Probing the origins of activation barriers in nitrous oxide capture reactions by analyzing Lewis acid–base pairs with dimethylxanthene-linked group-13 (P) and group-15 (B) elements†
Abstract
Nitrogen oxides, including nitrous oxide (N2O), are undoubtedly classified as greenhouse gases. In this research, we conducted a theoretical investigation into the N2O capturing reactions using frustrated Lewis pair (FLP)-assisted molecules based on the intramolecular dimethylxanthene backbone G13/P (G13 = B, Al, Ga, In, and Tl) and B/G15 (G15 = N, P, As, Sb, and Bi). Density functional theory (DFT) along with frontier molecular orbital (FMO) theory, activation strain model (ASM), and energy decomposition analysis–the natural orbitals for the chemical valence (EDA–NOCV) were employed to analyze the molecular reaction barriers and chemical reactivity.

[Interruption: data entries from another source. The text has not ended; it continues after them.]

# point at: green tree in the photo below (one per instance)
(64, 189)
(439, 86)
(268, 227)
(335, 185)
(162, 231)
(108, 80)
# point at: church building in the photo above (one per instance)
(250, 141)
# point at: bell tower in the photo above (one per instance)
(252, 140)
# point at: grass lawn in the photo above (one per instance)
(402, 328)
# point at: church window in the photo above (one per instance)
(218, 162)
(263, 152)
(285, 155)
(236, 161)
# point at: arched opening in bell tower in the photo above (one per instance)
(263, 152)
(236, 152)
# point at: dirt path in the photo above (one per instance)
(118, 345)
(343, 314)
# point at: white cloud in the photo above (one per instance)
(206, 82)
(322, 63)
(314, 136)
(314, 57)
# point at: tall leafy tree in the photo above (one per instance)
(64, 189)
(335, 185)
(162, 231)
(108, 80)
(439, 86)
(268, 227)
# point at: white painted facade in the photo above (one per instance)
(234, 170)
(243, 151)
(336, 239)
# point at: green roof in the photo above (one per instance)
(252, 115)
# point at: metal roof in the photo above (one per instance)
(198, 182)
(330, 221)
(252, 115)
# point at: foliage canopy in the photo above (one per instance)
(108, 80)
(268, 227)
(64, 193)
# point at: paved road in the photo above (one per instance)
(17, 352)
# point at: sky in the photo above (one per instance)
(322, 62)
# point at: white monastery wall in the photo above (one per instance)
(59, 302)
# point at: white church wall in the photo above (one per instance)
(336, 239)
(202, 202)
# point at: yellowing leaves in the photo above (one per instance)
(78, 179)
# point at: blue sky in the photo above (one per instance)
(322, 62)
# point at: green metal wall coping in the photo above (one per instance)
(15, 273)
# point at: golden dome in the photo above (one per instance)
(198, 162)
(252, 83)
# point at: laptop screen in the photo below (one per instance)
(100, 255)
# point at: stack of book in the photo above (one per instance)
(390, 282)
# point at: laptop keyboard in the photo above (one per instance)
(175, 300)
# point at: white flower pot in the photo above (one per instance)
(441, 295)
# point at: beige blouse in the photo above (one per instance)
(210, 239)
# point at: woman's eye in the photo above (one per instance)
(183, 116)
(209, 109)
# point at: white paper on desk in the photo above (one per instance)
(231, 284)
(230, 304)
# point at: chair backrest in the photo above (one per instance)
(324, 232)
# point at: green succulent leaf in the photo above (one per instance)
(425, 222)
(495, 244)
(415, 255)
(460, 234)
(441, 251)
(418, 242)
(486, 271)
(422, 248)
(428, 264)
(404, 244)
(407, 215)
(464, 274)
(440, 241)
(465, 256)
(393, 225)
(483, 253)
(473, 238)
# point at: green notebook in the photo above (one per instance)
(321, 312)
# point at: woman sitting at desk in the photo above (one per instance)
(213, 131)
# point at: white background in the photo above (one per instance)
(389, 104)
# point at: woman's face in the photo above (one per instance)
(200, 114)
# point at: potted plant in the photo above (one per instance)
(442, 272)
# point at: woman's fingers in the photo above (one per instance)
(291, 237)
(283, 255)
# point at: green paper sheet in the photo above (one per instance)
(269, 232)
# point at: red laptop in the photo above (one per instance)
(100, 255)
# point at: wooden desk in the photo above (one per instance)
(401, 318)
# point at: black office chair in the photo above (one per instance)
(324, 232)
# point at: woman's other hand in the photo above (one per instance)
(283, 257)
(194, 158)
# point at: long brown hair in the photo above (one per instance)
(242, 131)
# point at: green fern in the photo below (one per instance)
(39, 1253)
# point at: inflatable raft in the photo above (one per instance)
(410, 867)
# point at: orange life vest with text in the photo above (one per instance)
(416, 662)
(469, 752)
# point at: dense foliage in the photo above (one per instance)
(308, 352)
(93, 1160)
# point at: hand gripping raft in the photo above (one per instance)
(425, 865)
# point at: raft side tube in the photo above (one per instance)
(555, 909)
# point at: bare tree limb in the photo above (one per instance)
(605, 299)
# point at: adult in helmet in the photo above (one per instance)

From the DFT calculations, it is evident that only B/P-Rea, among the FLP-type molecules utilizing G13/P and B/G15 as Lewis base/Lewis acid sites, exhibits the ability to capture N2O in a reversible reaction. The EDA examinations suggest that the bonding nature between the G13/G15-FLP and N2O in the G13/G15-TS structure can be elucidated by the donor–acceptor interaction (singlet–singlet bonding) model, instead of the electron-sharing interaction (triplet–triplet bonding) model. FMO and NOCV analyses reveal that the reaction between N2O and the G13/G15-based FLP exhibits two distinct bonding properties: one is the forward bonding, the lone pair of G15 → the p–π* orbital of the N-terminus of N2O, which is a significantly strong FLP-to-N2O interaction. The other is the back-bonding, the empty orbital of G13 ← the filled p–π orbital of the O atom of N2O, which is a relatively weak N2O-to-FLP interaction. In basic terms, Lewis base interacting with N2O is more pivotal than the interaction of Lewis acid with N2O. The ASM analytical findings indicate that the deformation energy of the small N2O molecule significantly influences the reaction barrier of the N2O capture reaction by the intramolecular dimethylxanthene-linked G13/G15-FLPs. The theoretical evidence for N2O capture by intramolecular dimethylxanthene-linked G13/G15-based FLPs shows that the relationships between geometrical structures and energetic values are in accordance with the Hammond postulate.